What Makes a Good Eval - Confident AI

Oftentimes, when a team comes to us, what they do is start with a preconception of what good evaluation metrics should be. They tackle things like bias and correctness, but all of it in itself is very vague. For example, what does correctness actually mean? Does your application really need bias? Should something like bias really belong to the engineering function or the security team?

Most of the time, when we ask people these questions, the answer is clear: it's not clear, and we need multiple levels of stakeholder alignment in order to get these answers out. The very first thing when building a good evaluation is understanding what we actually want. What is the objective that we are trying to achieve? For most users, this will be as simple as testing our AI app based on functionality. Correctness is great, but the subjectivity in that definition is not, so we'll talk more about this later.

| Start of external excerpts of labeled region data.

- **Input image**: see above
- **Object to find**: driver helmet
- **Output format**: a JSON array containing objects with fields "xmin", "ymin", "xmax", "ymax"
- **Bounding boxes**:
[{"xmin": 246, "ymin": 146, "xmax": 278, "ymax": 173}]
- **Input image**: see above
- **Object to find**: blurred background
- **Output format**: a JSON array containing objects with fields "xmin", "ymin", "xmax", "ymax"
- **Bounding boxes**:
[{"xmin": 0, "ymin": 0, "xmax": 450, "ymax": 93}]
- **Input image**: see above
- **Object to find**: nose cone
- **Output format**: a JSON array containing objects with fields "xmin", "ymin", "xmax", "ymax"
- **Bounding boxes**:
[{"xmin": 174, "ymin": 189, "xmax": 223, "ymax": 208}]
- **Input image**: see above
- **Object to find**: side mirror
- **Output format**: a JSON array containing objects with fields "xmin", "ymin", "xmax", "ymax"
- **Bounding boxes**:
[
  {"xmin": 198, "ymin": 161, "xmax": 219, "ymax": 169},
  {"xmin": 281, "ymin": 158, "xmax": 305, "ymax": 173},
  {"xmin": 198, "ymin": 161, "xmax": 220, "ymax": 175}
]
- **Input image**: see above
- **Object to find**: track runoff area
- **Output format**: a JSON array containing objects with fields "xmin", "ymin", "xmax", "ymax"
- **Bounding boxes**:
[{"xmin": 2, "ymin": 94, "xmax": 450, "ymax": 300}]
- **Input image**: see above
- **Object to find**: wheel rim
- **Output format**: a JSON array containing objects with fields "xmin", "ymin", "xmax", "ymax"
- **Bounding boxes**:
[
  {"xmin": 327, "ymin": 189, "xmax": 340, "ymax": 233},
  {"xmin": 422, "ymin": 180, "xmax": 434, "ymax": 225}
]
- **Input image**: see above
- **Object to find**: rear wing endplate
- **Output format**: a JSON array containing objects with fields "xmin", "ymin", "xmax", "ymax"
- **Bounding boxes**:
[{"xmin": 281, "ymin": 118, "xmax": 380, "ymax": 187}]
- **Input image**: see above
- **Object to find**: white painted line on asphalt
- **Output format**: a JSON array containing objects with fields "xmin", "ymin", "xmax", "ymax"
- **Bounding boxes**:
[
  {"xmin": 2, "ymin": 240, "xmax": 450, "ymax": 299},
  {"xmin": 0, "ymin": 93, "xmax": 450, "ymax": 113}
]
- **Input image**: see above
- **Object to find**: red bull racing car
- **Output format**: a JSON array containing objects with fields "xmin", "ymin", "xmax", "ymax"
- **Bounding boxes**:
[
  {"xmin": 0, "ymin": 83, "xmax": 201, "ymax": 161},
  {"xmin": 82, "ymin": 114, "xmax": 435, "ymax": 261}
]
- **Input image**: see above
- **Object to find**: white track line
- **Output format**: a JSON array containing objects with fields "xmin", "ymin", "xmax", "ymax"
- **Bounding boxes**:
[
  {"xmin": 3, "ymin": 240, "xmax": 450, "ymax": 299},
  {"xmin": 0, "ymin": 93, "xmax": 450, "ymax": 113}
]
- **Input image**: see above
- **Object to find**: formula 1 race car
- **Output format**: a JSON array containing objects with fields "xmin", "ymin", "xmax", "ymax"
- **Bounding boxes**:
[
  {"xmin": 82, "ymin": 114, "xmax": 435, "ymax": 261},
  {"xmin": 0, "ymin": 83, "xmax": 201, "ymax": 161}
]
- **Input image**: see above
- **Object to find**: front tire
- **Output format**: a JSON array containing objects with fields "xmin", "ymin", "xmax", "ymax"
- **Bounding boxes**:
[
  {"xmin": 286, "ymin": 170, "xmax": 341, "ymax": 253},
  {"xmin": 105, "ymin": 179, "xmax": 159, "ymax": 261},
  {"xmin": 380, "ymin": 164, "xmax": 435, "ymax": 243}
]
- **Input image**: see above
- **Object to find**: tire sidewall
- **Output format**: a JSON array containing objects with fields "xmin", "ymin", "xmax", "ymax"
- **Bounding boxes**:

The most successful teams we work with generally have these three boxes checked off before writing their first evaluation:

They have human annotations in place. These can be historical, and these don't necessarily have to be part of an ongoing workflow where everybody sits down for 10 or 30 minutes every single week just to get annotations in. You don't need a dedicated team of SMEs, but the truth is that the person building the AI app, and that could be an engineer, actually needs to look over the outputs and annotate them in a very systematic manner.
They know what the business outcome is in terms of the evaluation. To set the record straight, making sure that there's no bias in your AI outputs is rarely a business KPI to hit. That's the bare minimum, and that is the difference between testing for functionality versus testing for safety and security, which is another story for another time.
If you have neither of these, don't worry, because that's the whole point of this playbook. Keep reading, and we'll start showing you how to get to a stage where you are comfortable writing evaluations without going crazy.

Despite the importance of this, it's still not uncommon to get pushback that no one on the team wants to do the annotation. Now here's the good news: all you need is 10 to 20 annotations per week. For a team of five, that's equivalent to sitting down for 5 minutes every single day, with every person spending just a few minutes on a few annotations to make up those 20.

The next time people say they don't want to do annotations, it's simple: they do have time, they just don't have dedicated time. Book out 15 minutes every single week. Have everyone sit down and review the quality, and once that is being reviewed, you are good to go and scale your metric evaluation as much as you hope.